COMMENT PANTAGRUEL ÉVADA UNE FORTE TEMPÊTE EN MER.

Au lendemain, rencontrâmes à poge[1] neuf orques[2] chargées de moines, jacobins, jésuites, capucins, ermites, augustins, bernardins, célestins, théatins, égnatins, amadéans[3], cordeliers, carmes, minimes, et autres saints religieux, lesquels allaient au concile de Chésil pour grabeler[4] les articles de la foi contre les nouveaux hérétiques. Les voyant, Panurge entra en excès de joie, comme assuré d’avoir toute bonne fortune pour celui jour et autres subséquents en long ordre, et, ayant courtoisement salué les béats pères et recommandé le salut de son âme à leurs dévotes prières et menus suffrages, fit jeter en leurs nefs soixante et dix-huit douzaines de jambons, nombre de caviars[5], dizaines de cervelas, centaines de boutargues[6], et mille deux beaux angelots[7] pour les âmes des trépassés.

Pantagruel restait tout pensif et mélancolique. Frère Jean l’aperçut, et demandait dont lui venait telle fâcherie non accoutumée, quand le pilote, considérant les voltigements du peneau[8] sur la poupe et prévoyant un tyrannique grain et fortunal[9] nouveau, commanda tous être à l’erte[10], tant nochers, fadrins[11] et mousses que nous autres voyagers, fit mettre voiles bas, méjane, contreméjane, triou, maistrale, épagon, civadière[12], fit caler les boulingues[13] trinquet de prore et trinquet de gabie[14], descendre le grand artimon, et de toutes les antennes ne rester que les griselles et côtières[15].

Soudain la mer commença s’enfler et tumultuer du bas abîme, les fortes vagues battre les flancs de nos vaisseaux ; le mistral, accompagné d’un cole[16] effréné, de noires gruppades[17], de terribles sions[18], de mortelles bourrasques, siffler à travers nos antennes ; le ciel tonner du haut, foudroyer, éclairer, pleuvoir, grêler ; l’air perdre sa transparence, devenir opaque, ténébreux et obscurci, si que autre lumière ne nous apparaissait que des foudres, éclairs et infractions[19] des flambantes nuées ; les catégides, thielles, lélapes et prestères[20] enflamber tout autour de nous par les psoloentes, arges, élicies[21] et autres éjaculations éthérées[22] ; nos aspects[23]tous être dissipés et perturbés ; les horrifiques typhones suspendre les monstrueuses vagues du courant. Croyez que ce nous semblait être l’antique chaos, onquel[24] étaient feu, air, mer, terre, tous les éléments en réfrac taire confusion.

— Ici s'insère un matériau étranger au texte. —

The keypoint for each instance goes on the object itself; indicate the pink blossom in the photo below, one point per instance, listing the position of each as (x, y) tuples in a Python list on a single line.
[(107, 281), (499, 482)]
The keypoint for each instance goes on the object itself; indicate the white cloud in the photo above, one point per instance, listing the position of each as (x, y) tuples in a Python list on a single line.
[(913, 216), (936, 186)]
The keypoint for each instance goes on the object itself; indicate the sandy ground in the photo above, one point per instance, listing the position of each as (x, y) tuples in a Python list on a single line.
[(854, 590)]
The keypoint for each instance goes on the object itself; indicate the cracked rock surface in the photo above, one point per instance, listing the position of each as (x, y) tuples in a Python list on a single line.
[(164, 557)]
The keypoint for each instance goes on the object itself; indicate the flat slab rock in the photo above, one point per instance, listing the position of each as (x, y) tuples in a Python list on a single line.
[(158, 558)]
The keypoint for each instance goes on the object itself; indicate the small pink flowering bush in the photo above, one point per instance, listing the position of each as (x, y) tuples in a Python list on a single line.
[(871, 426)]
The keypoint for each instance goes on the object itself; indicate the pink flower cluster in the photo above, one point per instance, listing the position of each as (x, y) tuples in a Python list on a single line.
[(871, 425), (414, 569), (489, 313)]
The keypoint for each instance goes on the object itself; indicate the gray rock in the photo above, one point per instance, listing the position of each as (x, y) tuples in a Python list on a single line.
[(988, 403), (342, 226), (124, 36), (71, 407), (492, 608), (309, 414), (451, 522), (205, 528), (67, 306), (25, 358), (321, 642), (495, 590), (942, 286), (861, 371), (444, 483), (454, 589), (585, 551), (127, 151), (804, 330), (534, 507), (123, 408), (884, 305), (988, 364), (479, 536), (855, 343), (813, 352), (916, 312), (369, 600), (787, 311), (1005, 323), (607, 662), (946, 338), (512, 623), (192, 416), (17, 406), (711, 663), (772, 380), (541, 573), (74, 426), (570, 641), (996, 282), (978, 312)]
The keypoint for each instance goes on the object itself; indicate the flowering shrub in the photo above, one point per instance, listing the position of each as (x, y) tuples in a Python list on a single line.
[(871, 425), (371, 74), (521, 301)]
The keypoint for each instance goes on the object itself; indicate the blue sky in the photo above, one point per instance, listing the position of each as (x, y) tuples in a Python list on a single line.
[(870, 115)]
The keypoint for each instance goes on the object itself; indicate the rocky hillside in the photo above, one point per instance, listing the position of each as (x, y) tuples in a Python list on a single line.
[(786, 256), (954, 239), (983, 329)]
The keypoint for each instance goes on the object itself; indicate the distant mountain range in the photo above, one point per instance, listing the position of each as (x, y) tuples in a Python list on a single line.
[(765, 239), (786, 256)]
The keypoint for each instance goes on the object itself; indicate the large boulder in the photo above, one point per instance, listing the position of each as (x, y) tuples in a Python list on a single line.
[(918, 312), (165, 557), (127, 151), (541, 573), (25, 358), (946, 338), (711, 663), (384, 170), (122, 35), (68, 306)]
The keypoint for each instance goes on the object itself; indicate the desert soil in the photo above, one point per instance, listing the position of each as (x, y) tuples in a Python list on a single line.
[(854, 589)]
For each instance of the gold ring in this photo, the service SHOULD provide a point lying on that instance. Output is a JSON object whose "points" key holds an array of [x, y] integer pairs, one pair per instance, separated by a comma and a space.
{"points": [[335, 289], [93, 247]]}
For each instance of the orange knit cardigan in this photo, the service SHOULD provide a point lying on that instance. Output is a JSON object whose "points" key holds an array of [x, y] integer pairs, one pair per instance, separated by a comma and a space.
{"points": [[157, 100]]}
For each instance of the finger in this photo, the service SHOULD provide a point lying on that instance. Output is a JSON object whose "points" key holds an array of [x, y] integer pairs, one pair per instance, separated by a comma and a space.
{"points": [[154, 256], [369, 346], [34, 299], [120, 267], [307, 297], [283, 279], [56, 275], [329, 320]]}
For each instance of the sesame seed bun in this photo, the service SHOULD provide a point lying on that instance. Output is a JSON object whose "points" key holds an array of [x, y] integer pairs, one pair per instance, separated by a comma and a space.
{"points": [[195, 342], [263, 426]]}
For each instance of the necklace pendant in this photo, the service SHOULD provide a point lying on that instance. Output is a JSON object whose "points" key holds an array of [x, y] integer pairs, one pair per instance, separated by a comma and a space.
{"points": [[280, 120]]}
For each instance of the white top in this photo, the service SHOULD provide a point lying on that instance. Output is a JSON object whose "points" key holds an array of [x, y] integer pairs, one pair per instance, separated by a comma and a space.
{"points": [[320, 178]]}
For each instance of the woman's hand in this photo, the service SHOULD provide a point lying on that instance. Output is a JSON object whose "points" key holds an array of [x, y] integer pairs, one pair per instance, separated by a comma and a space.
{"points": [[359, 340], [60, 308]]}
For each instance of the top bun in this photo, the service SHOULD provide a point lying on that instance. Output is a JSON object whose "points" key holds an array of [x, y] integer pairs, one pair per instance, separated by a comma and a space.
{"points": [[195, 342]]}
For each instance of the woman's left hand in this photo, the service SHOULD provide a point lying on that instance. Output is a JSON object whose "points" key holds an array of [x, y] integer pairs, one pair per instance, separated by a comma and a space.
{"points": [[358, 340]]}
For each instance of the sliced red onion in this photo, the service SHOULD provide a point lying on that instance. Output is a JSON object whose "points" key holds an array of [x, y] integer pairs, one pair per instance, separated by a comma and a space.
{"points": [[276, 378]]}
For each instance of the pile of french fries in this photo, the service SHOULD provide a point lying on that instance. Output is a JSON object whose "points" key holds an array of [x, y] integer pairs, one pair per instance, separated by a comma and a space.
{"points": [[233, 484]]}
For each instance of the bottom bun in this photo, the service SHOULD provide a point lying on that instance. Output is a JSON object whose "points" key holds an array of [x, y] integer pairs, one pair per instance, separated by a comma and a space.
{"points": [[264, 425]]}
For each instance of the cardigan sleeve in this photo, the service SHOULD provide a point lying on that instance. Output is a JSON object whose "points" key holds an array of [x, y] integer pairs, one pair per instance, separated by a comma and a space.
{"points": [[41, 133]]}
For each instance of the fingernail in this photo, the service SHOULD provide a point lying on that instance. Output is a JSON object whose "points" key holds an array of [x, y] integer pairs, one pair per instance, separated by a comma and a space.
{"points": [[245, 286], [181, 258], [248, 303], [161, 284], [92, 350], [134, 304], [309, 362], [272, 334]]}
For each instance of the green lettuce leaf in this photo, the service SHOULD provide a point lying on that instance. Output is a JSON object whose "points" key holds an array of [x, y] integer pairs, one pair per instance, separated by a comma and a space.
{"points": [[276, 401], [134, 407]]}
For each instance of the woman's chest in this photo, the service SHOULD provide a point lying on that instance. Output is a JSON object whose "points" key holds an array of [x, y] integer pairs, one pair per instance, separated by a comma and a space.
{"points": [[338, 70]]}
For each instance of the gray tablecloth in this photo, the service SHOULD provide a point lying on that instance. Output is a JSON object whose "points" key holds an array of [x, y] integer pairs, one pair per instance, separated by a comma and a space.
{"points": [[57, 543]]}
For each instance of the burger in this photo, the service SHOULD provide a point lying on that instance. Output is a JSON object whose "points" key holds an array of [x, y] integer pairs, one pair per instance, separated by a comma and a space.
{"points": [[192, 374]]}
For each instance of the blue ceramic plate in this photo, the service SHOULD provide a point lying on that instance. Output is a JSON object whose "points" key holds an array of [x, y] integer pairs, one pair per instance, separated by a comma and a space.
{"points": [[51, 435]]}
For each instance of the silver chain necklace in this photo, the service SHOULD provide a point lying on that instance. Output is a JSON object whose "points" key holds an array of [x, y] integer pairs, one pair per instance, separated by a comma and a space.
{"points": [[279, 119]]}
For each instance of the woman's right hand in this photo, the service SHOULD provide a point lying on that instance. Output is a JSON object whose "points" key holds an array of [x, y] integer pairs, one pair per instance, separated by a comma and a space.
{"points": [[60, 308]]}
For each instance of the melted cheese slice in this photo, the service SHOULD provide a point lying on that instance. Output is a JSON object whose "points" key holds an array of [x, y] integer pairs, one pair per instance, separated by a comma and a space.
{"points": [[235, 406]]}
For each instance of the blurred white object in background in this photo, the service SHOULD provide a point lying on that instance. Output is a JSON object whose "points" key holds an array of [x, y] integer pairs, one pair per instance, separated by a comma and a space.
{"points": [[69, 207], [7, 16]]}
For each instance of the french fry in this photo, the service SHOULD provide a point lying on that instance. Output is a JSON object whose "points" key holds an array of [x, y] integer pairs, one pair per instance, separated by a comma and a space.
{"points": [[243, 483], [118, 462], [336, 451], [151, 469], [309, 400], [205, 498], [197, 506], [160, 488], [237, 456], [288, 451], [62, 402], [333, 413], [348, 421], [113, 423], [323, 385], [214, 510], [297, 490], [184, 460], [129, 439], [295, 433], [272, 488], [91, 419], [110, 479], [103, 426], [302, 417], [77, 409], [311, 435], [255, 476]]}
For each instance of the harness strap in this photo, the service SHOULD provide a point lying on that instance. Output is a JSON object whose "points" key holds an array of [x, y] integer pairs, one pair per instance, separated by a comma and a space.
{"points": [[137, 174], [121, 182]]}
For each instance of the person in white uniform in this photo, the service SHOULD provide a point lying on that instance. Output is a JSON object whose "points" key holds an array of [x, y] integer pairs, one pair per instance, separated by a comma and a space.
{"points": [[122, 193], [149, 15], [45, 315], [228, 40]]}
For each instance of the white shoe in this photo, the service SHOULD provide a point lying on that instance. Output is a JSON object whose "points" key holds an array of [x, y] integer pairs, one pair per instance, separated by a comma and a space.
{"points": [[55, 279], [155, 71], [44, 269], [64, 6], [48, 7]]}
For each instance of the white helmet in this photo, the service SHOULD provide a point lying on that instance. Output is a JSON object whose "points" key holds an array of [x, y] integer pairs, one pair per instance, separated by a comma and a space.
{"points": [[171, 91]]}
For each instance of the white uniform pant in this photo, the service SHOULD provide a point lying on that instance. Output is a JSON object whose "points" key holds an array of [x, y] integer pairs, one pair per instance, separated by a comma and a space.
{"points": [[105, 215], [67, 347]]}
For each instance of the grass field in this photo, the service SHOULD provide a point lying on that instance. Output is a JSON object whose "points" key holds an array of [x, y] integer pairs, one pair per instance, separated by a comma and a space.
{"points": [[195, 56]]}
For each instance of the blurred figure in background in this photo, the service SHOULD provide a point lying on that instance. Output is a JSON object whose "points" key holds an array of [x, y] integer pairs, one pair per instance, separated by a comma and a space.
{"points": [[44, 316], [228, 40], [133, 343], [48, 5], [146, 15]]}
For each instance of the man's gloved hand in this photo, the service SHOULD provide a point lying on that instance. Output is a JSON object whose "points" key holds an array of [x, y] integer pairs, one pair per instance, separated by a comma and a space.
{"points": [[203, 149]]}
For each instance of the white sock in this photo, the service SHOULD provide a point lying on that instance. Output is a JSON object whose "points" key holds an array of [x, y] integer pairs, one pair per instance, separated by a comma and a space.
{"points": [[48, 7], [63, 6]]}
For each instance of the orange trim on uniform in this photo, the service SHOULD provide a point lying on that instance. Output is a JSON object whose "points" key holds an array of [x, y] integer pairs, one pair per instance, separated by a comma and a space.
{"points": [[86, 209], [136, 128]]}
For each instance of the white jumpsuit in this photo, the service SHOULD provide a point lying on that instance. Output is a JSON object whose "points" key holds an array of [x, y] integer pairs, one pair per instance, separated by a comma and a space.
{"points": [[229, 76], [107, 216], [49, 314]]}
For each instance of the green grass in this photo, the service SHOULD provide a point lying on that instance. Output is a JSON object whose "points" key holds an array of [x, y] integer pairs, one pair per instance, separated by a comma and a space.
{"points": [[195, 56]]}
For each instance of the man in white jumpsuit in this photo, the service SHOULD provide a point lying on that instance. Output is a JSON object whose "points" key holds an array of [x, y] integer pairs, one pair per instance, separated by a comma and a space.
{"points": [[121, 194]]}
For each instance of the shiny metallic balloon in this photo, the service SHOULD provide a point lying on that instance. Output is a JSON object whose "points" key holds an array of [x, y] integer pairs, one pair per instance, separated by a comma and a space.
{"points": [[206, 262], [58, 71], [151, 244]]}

Panurge, ayant du contenu en son estomac bien repu les poissons scatophages, restait accroupi sur le tillac, tout affligé, tout meshaigné[25], et à demi mort, invoqua tous les benoîts saints et saintes à son aide, protesta de soi confesser en temps et lieu, puis s’écria en grand effroi, disant : « Majordome, hau, mon ami, mon père, mon oncle, produisez[26] un peu de salé ; nous ne boirons tantôt que trop à ce que je vois. À petit manger bien boire, sera désormais ma devise. Plût à Dieu et à la benoîte, digne et sacrée Vierge, que maintenant, je dis tout à cette heure, je fusse en terre ferme, bien à mon aise !

« Ô que trois et quatre fois heureux sont ceux qui plantent choux ! Ô Parques, que ne me filâtes-vous pour planteur de choux ! Ô que petit est le nombre de ceux à qui Jupiter a telle faveur porté qu’il les a destinés à planter choux, car ils ont toujours en terre un pied, l’autre n’en est pas loin ! Dispute de félicité et bien souverain qui voudra ; mais quiconque plante choux est présentement par mon décret déclaré bienheureux, à trop meilleure raison que Pyrrhon, étant en pareil danger que nous sommes et voyant un pourceau près le rivage qui mangeait de l’orge épandu, le déclara bienheureux en deux qualités, savoir est qu’il avait orge à foison, et d’abondant[27] qu’il était en terre.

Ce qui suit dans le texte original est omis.